Didymus Kigali had, as was his custom, left the newly washed laundry, fresh dried under the sun, in the kitchen, ready for the hot iron. Furniver remembered searching impatiently in his drawers for clean and ironed pants, thus overlooking the pile of neatly ironed underwear on the shelf in the built-in cupboard. So he had rummaged in the kitchen, and pulled on a pair of underpants, which had been washed, but not ironed.
Furniver groaned at the recollection, and cursed himself. What a fool he had been! What a price he was paying!
12
“When the elephant spits out its phlegm, don’t try to measure its tusks”
The rains that soaked Kuwisha did not disturb the slumbers of Ferdinand Mlambo. The senior kitchen toto at State House happily snored away, deep in a sleep induced and enhanced by bedtime puffs of Mtoko Gold, Kuwisha’s best bhang. He was dreaming of his ambitions, distracted from the cares of the world, safe and warm, under the table in the State House kitchen, a rotund dormouse deep in a nest of blankets and old newspapers.
Mlambo was a young man with prospects. Technically he was a citizen of Kuwisha. But although he had been born in the capital fourteen years ago he felt that he was Zimbabwean, and his friends regarded him as Zimbabwea
n. His grandparents were from that country, as were his mother and father. To be a Zimbabwean in Kuwisha could be a problem under most circumstances. Jobs were scarce, and there was growing resentment of foreigners who had jobs that could be done by locals. But for Mlambo, the fact that he was treated as a foreigner was a positive advantage.
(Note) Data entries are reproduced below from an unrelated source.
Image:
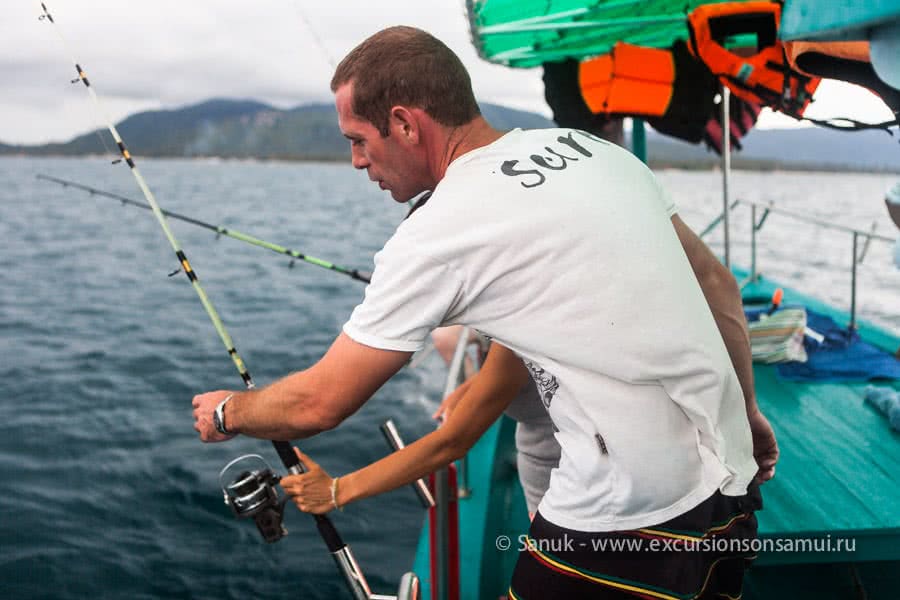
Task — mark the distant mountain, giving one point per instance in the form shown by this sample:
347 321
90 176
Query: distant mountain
250 129
814 148
241 129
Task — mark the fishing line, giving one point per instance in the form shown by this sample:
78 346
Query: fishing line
356 274
339 550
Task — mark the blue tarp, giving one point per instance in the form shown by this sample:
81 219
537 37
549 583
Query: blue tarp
842 356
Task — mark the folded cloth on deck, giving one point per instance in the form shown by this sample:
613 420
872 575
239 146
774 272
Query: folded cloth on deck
777 337
887 401
841 356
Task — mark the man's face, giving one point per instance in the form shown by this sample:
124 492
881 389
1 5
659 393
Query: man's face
387 160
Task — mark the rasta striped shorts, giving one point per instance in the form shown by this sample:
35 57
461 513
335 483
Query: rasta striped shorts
701 554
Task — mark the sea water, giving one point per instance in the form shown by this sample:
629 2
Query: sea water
105 489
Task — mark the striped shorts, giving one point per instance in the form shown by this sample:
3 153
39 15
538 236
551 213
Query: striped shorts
700 554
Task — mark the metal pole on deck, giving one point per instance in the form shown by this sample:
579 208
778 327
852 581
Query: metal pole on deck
639 139
852 325
442 483
726 169
753 244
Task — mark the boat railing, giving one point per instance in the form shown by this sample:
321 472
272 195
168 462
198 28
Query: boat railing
443 490
766 208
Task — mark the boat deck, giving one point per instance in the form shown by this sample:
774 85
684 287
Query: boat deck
838 479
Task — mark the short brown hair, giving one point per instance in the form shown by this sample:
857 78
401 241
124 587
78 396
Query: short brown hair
408 67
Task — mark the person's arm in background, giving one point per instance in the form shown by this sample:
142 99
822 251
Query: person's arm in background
724 299
489 392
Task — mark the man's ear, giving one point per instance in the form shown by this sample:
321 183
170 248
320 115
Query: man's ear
405 124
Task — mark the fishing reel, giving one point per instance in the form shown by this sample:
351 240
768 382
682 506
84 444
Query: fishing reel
252 495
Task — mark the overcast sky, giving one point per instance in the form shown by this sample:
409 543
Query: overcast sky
167 54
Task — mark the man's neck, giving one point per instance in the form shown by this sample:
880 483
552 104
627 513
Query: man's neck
465 138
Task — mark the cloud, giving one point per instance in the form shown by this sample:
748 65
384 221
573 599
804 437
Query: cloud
169 53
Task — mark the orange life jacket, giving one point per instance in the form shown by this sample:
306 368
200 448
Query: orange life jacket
629 80
764 77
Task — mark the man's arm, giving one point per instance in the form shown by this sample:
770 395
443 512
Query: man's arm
307 402
724 299
490 392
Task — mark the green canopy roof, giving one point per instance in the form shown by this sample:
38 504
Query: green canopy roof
526 33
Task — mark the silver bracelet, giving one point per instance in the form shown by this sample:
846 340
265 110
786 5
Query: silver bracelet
219 416
334 493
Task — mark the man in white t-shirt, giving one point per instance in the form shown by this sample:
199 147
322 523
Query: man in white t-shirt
576 271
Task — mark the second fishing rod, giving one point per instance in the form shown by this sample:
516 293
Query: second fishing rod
251 494
356 274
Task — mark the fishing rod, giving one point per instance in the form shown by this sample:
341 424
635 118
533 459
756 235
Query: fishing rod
252 493
356 274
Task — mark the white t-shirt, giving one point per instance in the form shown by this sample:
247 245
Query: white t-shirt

The boy, who followed the complexities of Kuwisha politics with a shrewdness developed out of a well-honed instinct for survival, knew full well that the presidential elections, due to be held in the next few weeks, could see an upheaval in the country’s affairs. President Nduka could quite possibly lose. Were he to go, there would be a massive change in the State House staff, a change that was certain to favour the kinsfolk of the new president. But with any luck, Mlambo would survive, provided he kept his head down. So it was a positive advantage to have no identification with, and no apparent sympathy for, any one of Kuwisha’s many indigenous ethnic groups.
To the outsider’s eye, to be kitchen toto at State House, the official residence and centre of government, might not seem a job of great import. Even if it was pointed out that Ferdinand Mlambo was not simply a kitchen toto, he was the senior kitchen toto, who could – and often did – make life hell for his two subordinates, the job still seemed insignificant.
Yet only an outsider could come to this conclusion. As senior kitchen toto, Mlambo was answerable to Lovemore Mboga, the formidable State House steward, widely believed to be a member of Kuwisha’s Central Intelligence Organisation. The boy’s duties ranged from shining the silver for State House banquets, to acting as the president’s food taster. And more than that, perhaps most important of all, he had become the unofficial supplier of bhang to the State House staff.
Thanks to his position at State House, Mlambo ate well. Indeed, his duties ensured that he ate like a prince, a major factor in his rapid growth. Although he had only just turned fourteen, he could pass for a lad several years older. Compared to the ill-nourished street urchins, he looked like a young giant, and had the swaggering confidence of a man of destiny.